The invention relates to a taper conformal omnidirectional double frequency micro-strip antenna array which is characterized in that a high-frequency micro-strip antenna array (2) and a low-frequency micro-strip antenna array (4) which are arranged up and down and are conformal with a taper carrier (1) are arranged around the cone surface of the taper carrier (1), wherein the high-frequency micro-strip antenna array (2) is near the conic node end of the taper carrier (1), and the low-frequency micro-strip antenna array (4) is arranged below the high-frequency micro-strip antenna array (2); the high-frequency micro-strip antenna array (2) consists of a plurality of high-frequency micro-strip antenna elements (6) in parallel feed connection, and the low-frequency micro-strip antenna array (4) consists of a plurality of low-frequency micro-strip antenna elements (11) in parallel feed connection. The invention realizes the conformality of a micro antenna and omnidirectional antenna beam coverage on the taper carrier as a geometric structure, and gaps are arranged at a radiationless side of each micro-strip antenna unit, and sizes of the micro-strip antenna element are reduced so as tomeet the demand of axis sizes of the taper carrier.
Description
Technical field
The present invention relates to a kind of microstrip antenna, particularly a kind of conformal taper conformal omnidirectional double-frequency micro-strip antenna array at the circular cone carrier surface.
Background technology
Continuous development along with modern communications, military technology, airborne, spaceborne, missile-borne and various types of communication and the needed electronic building brick parts of telemetering and remote control system are towards weak point, little, light, thin, highly reliable direction fast development, at aspect of performance, press for Electro Magnetic Compatibility good, be not subject to electronic jamming, RCS RCS (Radar Cross Section) is little, the high-performance array antenna with stealthy/anti-stealthy characteristic.Conformal Microstrip Antennas has that section is low, in light weight, volume is little, RCS is little, be easy to realize series of advantages such as conformal, therefore comes into one's own day by day in recent years.
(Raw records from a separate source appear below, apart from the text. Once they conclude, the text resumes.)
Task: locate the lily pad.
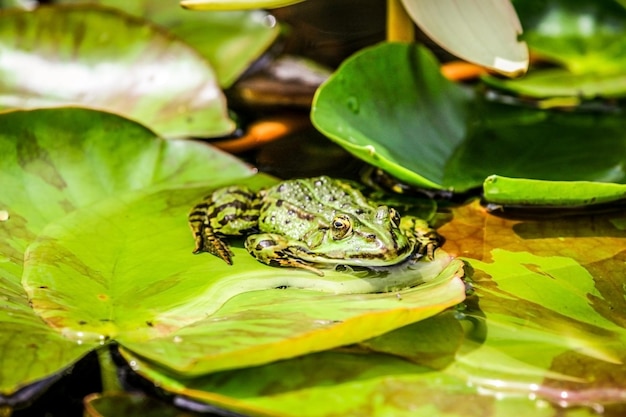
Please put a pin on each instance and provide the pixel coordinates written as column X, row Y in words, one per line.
column 53, row 162
column 120, row 64
column 430, row 132
column 235, row 4
column 584, row 37
column 517, row 191
column 96, row 221
column 231, row 41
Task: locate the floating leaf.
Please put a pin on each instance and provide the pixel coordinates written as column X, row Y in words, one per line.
column 119, row 64
column 430, row 132
column 231, row 41
column 543, row 334
column 54, row 161
column 96, row 222
column 585, row 37
column 483, row 32
column 235, row 4
column 516, row 191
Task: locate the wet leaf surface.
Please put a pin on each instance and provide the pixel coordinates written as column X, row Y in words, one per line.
column 120, row 64
column 97, row 222
column 584, row 37
column 231, row 41
column 542, row 334
column 430, row 132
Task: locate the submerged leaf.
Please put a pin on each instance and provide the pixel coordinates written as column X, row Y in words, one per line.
column 102, row 59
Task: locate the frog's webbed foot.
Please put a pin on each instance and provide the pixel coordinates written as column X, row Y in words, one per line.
column 426, row 238
column 275, row 250
column 228, row 211
column 206, row 240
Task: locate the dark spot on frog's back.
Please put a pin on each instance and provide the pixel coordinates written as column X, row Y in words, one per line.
column 265, row 243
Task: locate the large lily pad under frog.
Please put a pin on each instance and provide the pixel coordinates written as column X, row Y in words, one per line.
column 92, row 222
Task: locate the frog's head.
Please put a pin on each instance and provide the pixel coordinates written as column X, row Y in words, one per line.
column 367, row 239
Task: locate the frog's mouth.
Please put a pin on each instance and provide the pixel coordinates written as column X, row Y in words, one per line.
column 364, row 259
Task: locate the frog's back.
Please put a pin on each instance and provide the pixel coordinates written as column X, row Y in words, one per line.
column 294, row 207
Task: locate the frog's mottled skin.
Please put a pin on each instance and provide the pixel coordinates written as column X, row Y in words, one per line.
column 309, row 223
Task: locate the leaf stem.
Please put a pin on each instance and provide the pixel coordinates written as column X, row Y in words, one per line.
column 399, row 24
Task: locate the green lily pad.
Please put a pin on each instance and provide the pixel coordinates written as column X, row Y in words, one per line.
column 585, row 37
column 235, row 4
column 120, row 65
column 543, row 334
column 95, row 222
column 517, row 191
column 231, row 41
column 430, row 132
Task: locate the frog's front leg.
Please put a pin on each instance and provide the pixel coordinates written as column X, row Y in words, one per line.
column 229, row 211
column 426, row 238
column 276, row 250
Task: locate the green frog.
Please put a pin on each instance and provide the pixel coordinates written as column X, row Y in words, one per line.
column 309, row 223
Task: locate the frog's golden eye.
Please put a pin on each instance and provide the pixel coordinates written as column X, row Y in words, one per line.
column 395, row 217
column 341, row 227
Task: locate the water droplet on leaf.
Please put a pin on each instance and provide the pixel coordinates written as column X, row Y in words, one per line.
column 353, row 105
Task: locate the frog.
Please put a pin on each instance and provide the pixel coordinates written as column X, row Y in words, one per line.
column 311, row 224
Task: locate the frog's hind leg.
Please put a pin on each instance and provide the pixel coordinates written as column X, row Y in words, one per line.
column 427, row 239
column 276, row 250
column 230, row 211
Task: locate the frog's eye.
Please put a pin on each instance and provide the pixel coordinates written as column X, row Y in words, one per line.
column 341, row 227
column 395, row 217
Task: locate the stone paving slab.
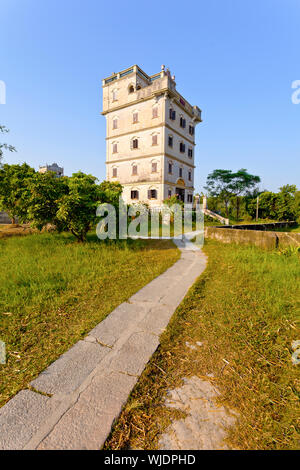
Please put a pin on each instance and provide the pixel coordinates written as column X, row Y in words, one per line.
column 70, row 370
column 89, row 421
column 92, row 381
column 112, row 327
column 135, row 353
column 157, row 319
column 21, row 417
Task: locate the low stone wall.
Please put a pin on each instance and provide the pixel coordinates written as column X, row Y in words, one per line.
column 266, row 226
column 262, row 239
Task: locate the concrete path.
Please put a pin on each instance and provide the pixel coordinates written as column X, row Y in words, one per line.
column 74, row 403
column 206, row 423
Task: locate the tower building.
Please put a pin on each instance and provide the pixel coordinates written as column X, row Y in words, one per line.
column 150, row 136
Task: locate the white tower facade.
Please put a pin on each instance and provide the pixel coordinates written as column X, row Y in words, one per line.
column 150, row 136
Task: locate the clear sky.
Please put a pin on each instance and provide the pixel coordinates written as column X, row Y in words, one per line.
column 235, row 59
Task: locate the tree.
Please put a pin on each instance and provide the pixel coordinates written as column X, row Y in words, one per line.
column 77, row 209
column 4, row 146
column 241, row 184
column 283, row 205
column 110, row 192
column 45, row 192
column 218, row 185
column 14, row 190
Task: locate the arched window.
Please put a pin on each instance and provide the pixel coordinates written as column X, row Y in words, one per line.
column 115, row 95
column 134, row 143
column 153, row 167
column 152, row 193
column 155, row 112
column 134, row 194
column 135, row 116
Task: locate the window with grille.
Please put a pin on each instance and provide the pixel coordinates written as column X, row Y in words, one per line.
column 191, row 130
column 182, row 122
column 134, row 143
column 134, row 194
column 172, row 114
column 152, row 194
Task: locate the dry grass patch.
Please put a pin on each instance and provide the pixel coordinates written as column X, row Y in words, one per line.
column 244, row 310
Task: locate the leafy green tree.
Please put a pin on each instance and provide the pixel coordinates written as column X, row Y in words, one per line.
column 286, row 206
column 14, row 190
column 77, row 209
column 218, row 186
column 3, row 146
column 242, row 183
column 110, row 192
column 45, row 192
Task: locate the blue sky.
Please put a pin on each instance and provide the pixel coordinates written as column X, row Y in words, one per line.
column 235, row 59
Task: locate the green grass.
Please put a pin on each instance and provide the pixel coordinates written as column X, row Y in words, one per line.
column 295, row 229
column 245, row 311
column 54, row 291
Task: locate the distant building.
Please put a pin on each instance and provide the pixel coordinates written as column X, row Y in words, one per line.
column 150, row 136
column 54, row 167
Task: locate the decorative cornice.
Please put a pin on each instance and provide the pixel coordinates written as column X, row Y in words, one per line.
column 151, row 155
column 161, row 124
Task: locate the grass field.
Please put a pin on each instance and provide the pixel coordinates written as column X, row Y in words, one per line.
column 244, row 309
column 54, row 291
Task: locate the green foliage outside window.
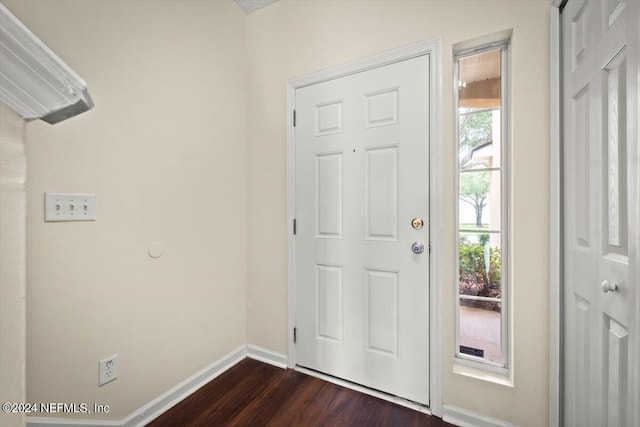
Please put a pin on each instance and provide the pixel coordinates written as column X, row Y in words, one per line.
column 474, row 279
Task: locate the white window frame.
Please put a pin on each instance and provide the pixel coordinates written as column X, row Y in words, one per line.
column 505, row 230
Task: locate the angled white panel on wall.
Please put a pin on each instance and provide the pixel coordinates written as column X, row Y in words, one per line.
column 34, row 81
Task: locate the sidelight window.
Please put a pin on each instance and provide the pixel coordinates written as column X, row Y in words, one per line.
column 482, row 206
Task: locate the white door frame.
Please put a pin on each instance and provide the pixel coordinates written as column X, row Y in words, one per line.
column 433, row 49
column 555, row 215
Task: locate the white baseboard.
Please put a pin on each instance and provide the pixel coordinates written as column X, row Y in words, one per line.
column 463, row 418
column 62, row 422
column 267, row 356
column 167, row 400
column 157, row 406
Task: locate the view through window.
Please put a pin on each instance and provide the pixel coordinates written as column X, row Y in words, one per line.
column 481, row 206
A class microstrip antenna commonly used is at a thin-medium substrate, on polytetrafluoroethylmaterial material, one side is enclosed thin metal layer as ground plate, and another side is made the metal patch of definite shape with methods such as photoetching corrosions, utilize microstrip line and axis probe to the paster feed, this has just constituted microstrip antenna.
The missile-borne antenna for aerodynamic consideration, often needs with the missile-borne body conformally, and simultaneously because the particularity of its environment for use, often needing again conformally namely needs antenna conformal on the cone surface in missile-borne body tapering.But because taper seat geometry relative complex so design difficulty are bigger.The missile-borne conformal antenna generally needs omni-directional in addition, does not influence the transmission of signal to guarantee the missile-borne body under the spiraling state.And the require careful consideration arrangement of antenna element of the design of omni-directional antenna makes the omni-directional of antenna pattern cover and is met.Along with development of Communication Technique, the demand of the mode of operation of double frequency is urgent day by day.Conformal antenna to missile-borne also has same demand.But how limited size realizes that two-frequency operation then is technological difficulties in the missile-borne surface.Double frequency array implementation commonly used has two, a kind of is that antenna element itself is two-frequency operation, and the advantage of this scheme is that the size of antenna is little, as long as the area of individual antenna just can be realized two frequency range work, but shortcoming is two frequency ranges and is difficult to control that design difficulty is big.Another kind of scheme is that the aerial array with two frequency ranges designs respectively, then two arrays are realized two-frequency operation near placing, the advantage of this scheme is the antenna simplicity of design, only needs to consider the design of single array, but shortcoming is that the area that aerial array takies is bigger.
Summary of the invention
The purpose of patent of the present invention is at this geometry of cone, and a kind of conformal taper conformal omnidirectional micro-strip antenna array at its surperficial two-frequency operation is provided.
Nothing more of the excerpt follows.